We recommend you use the make-fmv-patch script to add the attribute generating the target clones on the function foo. Thus, we can have the following code:

#include <stdio.h>
#include <stdlib.h>
#include <sys/time.h>
#define MAX 1000000

int a[256], b[256], c[256];

__attribute__((target_clones("avx2","arch=atom","default")))
void foo(){
    int i,x;
    for (x=0; x<MAX; x++){
        for (i=0; i<256; i++){
            a[i] = b[i] + c[i];
        }
    }
}


int main(){
    foo();
    return 0;
}

Changing the value of the $avx2 variable, we can change the target clones when adding the patches or in the make-fmv-patch.pl script:

my $avx2 = '__attribute__((target_clones("avx2","arch=atom","default")))'."\n";

Compile the code again with FMV and add the option to analyze the objdump log:

gcc -O3 example.c -o example -g
objdump -S example | less

You can see the multiple clones of the foo function:

foo
foo.avx2.0
foo.arch_atom.1

The cloned functions use AVX2 registers and vectorized instructions. To verify, enter the following commands:

vpaddd (%r8,%rax,1),%ymm0,%ymm0
vmovdqu %ymm0,(%rcx,%rax,1)

FFT project example using FFTW

To follow the same approach with a package like FFTW, we must use the -fopt-info-vec flag to get a build log file similar to:

~/make-fmv-patch/make-fmv-patch.pl results/build.log fftw-3.3.6-pl2/

patching fftw-3.3.6-pl2/libbench2/verify-lib.c @ lines (36 114 151 162 173 195 215 284)
patching fftw-3.3.6-pl2/tools/fftw-wisdom.c @ lines (150)
patching fftw-3.3.6-pl2/libbench2/speed.c @ lines (26)
patching fftw-3.3.6-pl2/tests/bench.c @ lines (27)
patching fftw-3.3.6-pl2/libbench2/util.c @ lines (181)
patching fftw-3.3.6-pl2/libbench2/problem.c @ lines (229)
patching fftw-3.3.6-pl2/tests/fftw-bench.c @ lines (101 147 162 249)
patching fftw-3.3.6-pl2/libbench2/mp.c @ lines (79 190 215)
patching fftw-3.3.6-pl2/libbench2/caset.c @ lines (5)
patching fftw-3.3.6-pl2/libbench2/verify-r2r.c @ lines (44 187 197 207 316 333 723)
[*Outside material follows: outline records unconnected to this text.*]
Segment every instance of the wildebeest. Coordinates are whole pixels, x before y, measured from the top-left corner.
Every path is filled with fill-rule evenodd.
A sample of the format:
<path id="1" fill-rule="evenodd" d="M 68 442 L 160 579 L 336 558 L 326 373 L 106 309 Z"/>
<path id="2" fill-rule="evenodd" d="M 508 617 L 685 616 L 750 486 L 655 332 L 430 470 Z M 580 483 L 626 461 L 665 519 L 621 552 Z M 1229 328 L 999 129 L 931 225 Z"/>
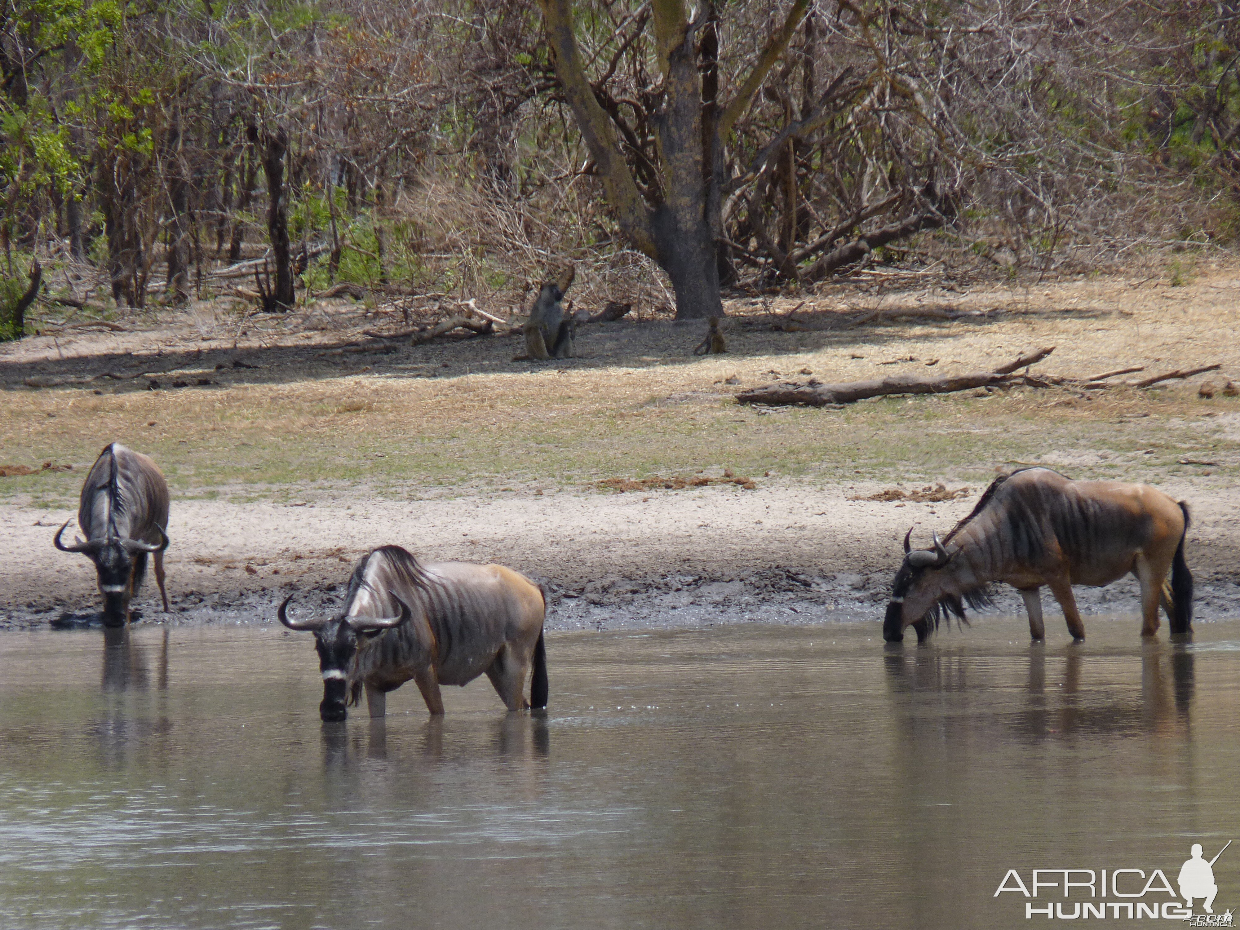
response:
<path id="1" fill-rule="evenodd" d="M 913 531 L 910 529 L 909 533 Z M 1102 587 L 1131 572 L 1141 582 L 1143 636 L 1158 630 L 1162 603 L 1173 634 L 1193 620 L 1193 575 L 1184 562 L 1188 506 L 1147 485 L 1073 481 L 1030 467 L 997 477 L 973 512 L 934 548 L 909 551 L 895 574 L 883 639 L 899 642 L 913 626 L 925 640 L 945 614 L 990 603 L 987 585 L 1006 582 L 1024 596 L 1029 632 L 1045 636 L 1042 585 L 1064 609 L 1068 630 L 1085 639 L 1073 585 Z M 1172 569 L 1171 585 L 1166 584 Z"/>
<path id="2" fill-rule="evenodd" d="M 150 458 L 120 443 L 105 446 L 82 485 L 78 526 L 86 542 L 61 542 L 66 520 L 52 539 L 61 552 L 81 552 L 94 562 L 103 595 L 103 625 L 129 622 L 129 601 L 146 577 L 146 554 L 155 554 L 155 580 L 167 613 L 164 549 L 167 548 L 167 484 Z"/>
<path id="3" fill-rule="evenodd" d="M 547 707 L 547 603 L 511 568 L 423 564 L 399 546 L 381 546 L 357 560 L 340 614 L 290 620 L 289 600 L 280 604 L 280 622 L 315 635 L 324 720 L 343 720 L 346 696 L 356 704 L 363 686 L 371 717 L 383 717 L 387 692 L 410 678 L 427 709 L 441 714 L 439 686 L 464 686 L 484 672 L 510 711 Z"/>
For example, the fftw-3.3.6-pl2/tools/fftw-wisdom.c.patch file generates the following patches:

 1
 2
 3
 4
 5
 6
 7
 8
 9
10
11
12
13
14
15
16
17
18
19
20
21
22
23
24
25
26
27
28
29
30
31
32
33
34
35
36
37
38
39
40
41
42
43
44
45
    --- fftw-3.3.6-pl2/libbench2/verify-lib.c   2017-01-27 21:08:13.000000000 +0000
    +++ fftw-3.3.6-pl2/libbench2/verify-lib.c~  2017-09-27 17:49:21.913802006 +0000
    @@ -33,6 +33,7 @@

     double dmax(double x, double y) { return (x > y) ? x : y; }

    +__attribute__((target_clones("avx2","arch=atom","default")))
     static double aerror(C *a, C *b, int n)
     {
         if (n > 0) {
    @@ -111,6 +112,7 @@
    }

    /* make array hermitian */
    +__attribute__((target_clones("avx2","arch=atom","default")))
    void mkhermitian(C *A, int rank, const bench_iodim *dim, int stride)
    {
         if (rank == 0)
    @@ -148,6 +150,7 @@
    }

    /* C = A + B */
    +__attribute__((target_clones("avx2","arch=atom","default")))
    void aadd(C *c, C *a, C *b, int n)
    {
         int i;
    @@ -159,6 +162,7 @@
    }

    /* C = A - B */
    +__attribute__((target_clones("avx2","arch=atom","default")))
    void asub(C *c, C *a, C *b, int n)
    {
         int i;
    @@ -170,6 +174,7 @@
    }

    /* B = rotate left A (complex) */
    +__attribute__((target_clones("avx2","arch=atom","default")))
    void arol(C *b, C *a, int n, int nb, int na)
    {
         int i, ib, ia;
    @@ -192,6 +197,7 @@
         }
    }

With these patches, we can select where to apply the FMV technology making bringing architecture-based optimizations to application code even easier.

Congratulations!

You have successfully installed an FMV development environment on Clear Linux OS. Furthermore, you used cutting edge compiler technology to improve the performance of your application based on Intel Architecture technology and profiling of the specific execution of your application.